Powder Metallurgy for Complex Metal Components
49 patents in this list
Updated:
Powder metallurgy processes must reliably produce components with complex geometries while maintaining strict dimensional tolerances and material properties. Current manufacturing challenges include achieving uniform powder distribution during filling (with density variations under 2%), preventing thermal gradients during consolidation, and managing internal defects that can occur at pressures exceeding 200 MPa during isostatic pressing.
The fundamental challenge lies in balancing powder flowability and packing density with the need for uniform consolidation in increasingly intricate component geometries.
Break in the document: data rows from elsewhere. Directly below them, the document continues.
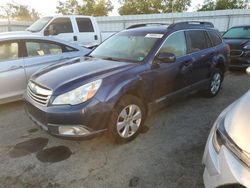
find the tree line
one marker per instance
(127, 7)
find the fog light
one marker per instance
(72, 130)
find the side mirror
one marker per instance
(46, 32)
(248, 71)
(166, 57)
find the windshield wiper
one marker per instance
(110, 59)
(32, 31)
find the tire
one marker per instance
(127, 119)
(215, 83)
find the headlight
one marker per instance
(221, 138)
(78, 95)
(247, 46)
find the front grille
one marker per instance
(39, 94)
(236, 53)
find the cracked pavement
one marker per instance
(167, 154)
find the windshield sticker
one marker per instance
(140, 58)
(154, 35)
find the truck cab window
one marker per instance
(41, 48)
(59, 25)
(84, 25)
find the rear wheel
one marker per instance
(215, 83)
(127, 119)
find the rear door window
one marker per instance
(175, 44)
(197, 40)
(215, 38)
(84, 25)
(8, 51)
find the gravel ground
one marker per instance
(167, 153)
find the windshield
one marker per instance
(238, 32)
(39, 24)
(126, 46)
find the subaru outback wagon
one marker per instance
(128, 74)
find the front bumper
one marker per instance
(223, 168)
(242, 61)
(92, 116)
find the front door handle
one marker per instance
(14, 67)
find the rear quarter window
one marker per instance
(8, 51)
(215, 38)
(196, 40)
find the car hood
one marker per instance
(237, 122)
(236, 44)
(18, 33)
(68, 75)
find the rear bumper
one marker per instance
(242, 61)
(223, 168)
(92, 117)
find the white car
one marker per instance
(21, 56)
(77, 29)
(227, 154)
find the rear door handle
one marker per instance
(188, 63)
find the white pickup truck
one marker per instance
(82, 30)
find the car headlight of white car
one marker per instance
(221, 138)
(78, 95)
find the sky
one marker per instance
(48, 7)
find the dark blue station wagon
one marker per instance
(118, 83)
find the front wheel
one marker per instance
(127, 119)
(215, 83)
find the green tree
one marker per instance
(223, 4)
(85, 7)
(18, 12)
(152, 6)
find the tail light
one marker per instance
(228, 48)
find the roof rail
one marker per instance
(146, 24)
(196, 24)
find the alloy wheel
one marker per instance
(129, 121)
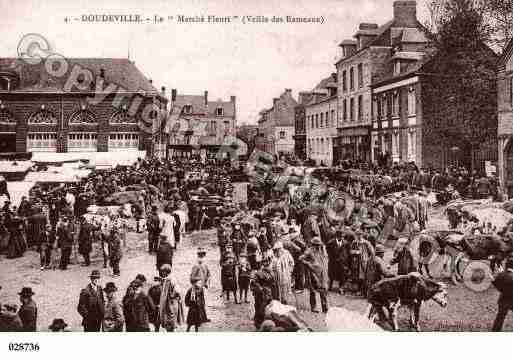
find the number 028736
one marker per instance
(24, 347)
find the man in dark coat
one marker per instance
(334, 248)
(164, 253)
(262, 285)
(404, 258)
(3, 188)
(28, 310)
(504, 284)
(311, 228)
(65, 241)
(91, 304)
(85, 240)
(137, 308)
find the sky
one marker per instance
(253, 61)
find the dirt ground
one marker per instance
(57, 291)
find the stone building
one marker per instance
(505, 119)
(98, 104)
(300, 149)
(200, 126)
(362, 60)
(321, 121)
(416, 116)
(276, 125)
(396, 134)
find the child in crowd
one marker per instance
(228, 277)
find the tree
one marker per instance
(496, 14)
(463, 72)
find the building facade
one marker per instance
(321, 121)
(40, 112)
(276, 125)
(397, 121)
(418, 118)
(200, 126)
(363, 59)
(300, 149)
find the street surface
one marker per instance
(57, 291)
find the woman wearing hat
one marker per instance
(9, 319)
(195, 300)
(229, 276)
(282, 265)
(113, 319)
(315, 260)
(137, 308)
(28, 310)
(91, 304)
(264, 289)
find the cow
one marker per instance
(410, 289)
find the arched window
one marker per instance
(6, 116)
(43, 117)
(83, 117)
(122, 116)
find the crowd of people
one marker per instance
(270, 255)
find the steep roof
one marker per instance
(413, 35)
(122, 72)
(506, 54)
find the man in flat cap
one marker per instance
(91, 305)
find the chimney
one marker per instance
(405, 13)
(365, 34)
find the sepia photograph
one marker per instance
(242, 166)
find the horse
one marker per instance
(410, 289)
(483, 247)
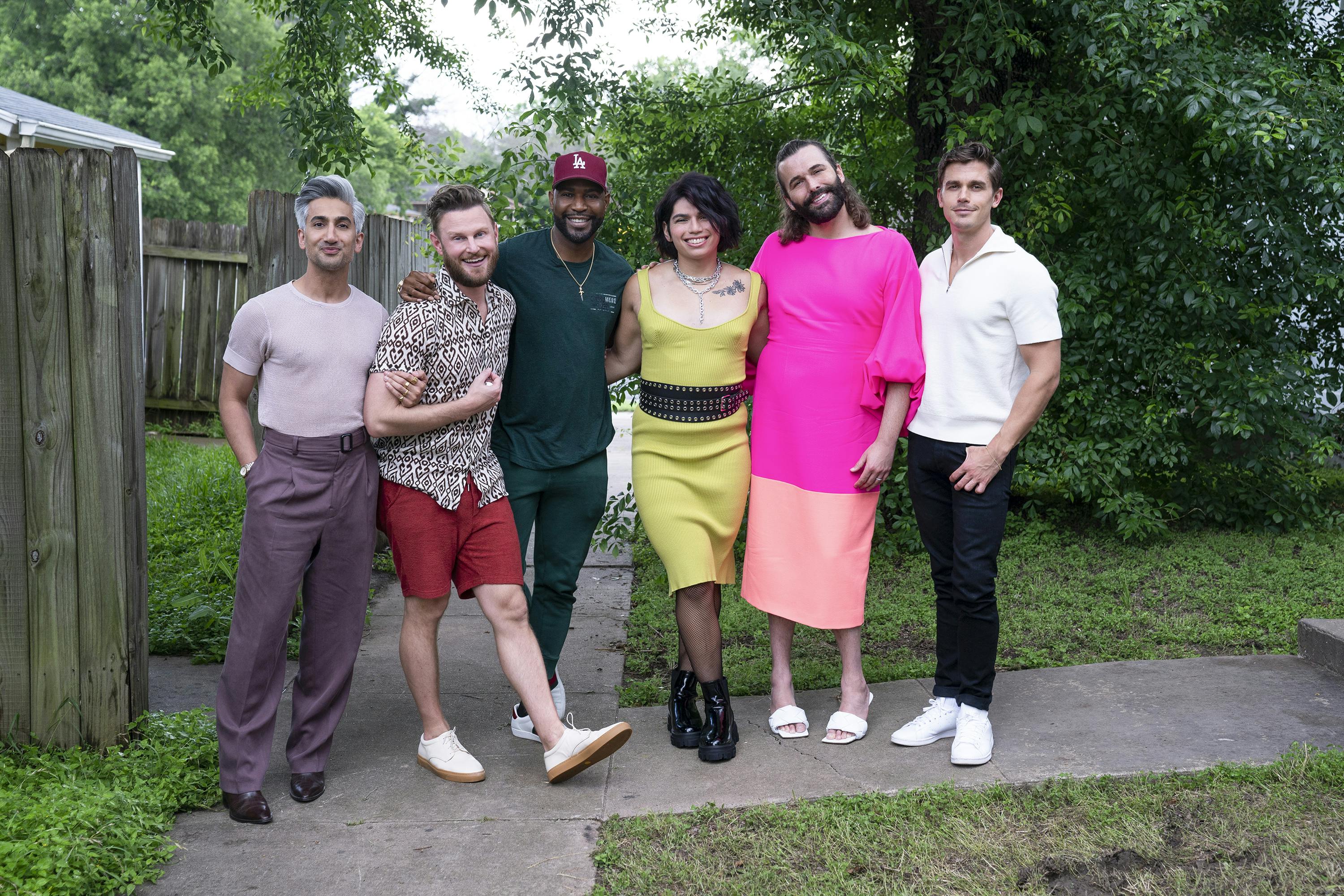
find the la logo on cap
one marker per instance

This page brings together solutions from recent research—including innovative canister designs with internal deflection structures, advanced vibrational compaction techniques, and automated powder packing systems with mechanical feedback control. These and other approaches focus on improving manufacturing reliability while reducing post-processing requirements and material waste.
1. Isostatic Pressing Canister with Single Filling Point and Internal Deflection Structure
ROLLS ROYCE PLC, 2024
Isostatic pressing canister for manufacturing components using isostatic pressing that reduces filling time and prevents canister failure compared to using multiple filling points. The canister has a filling point with a hole in the wall. Inside the cavity, a structure is positioned between the hole and the opposite wall. This deflects powder falling from the hole away from the opposite wall during filling, preventing powder piling up and blocking the hole. This allows complete filling of complex canister shapes without multiple points. The canister can be retained as part of the component to consolidate the powder inside.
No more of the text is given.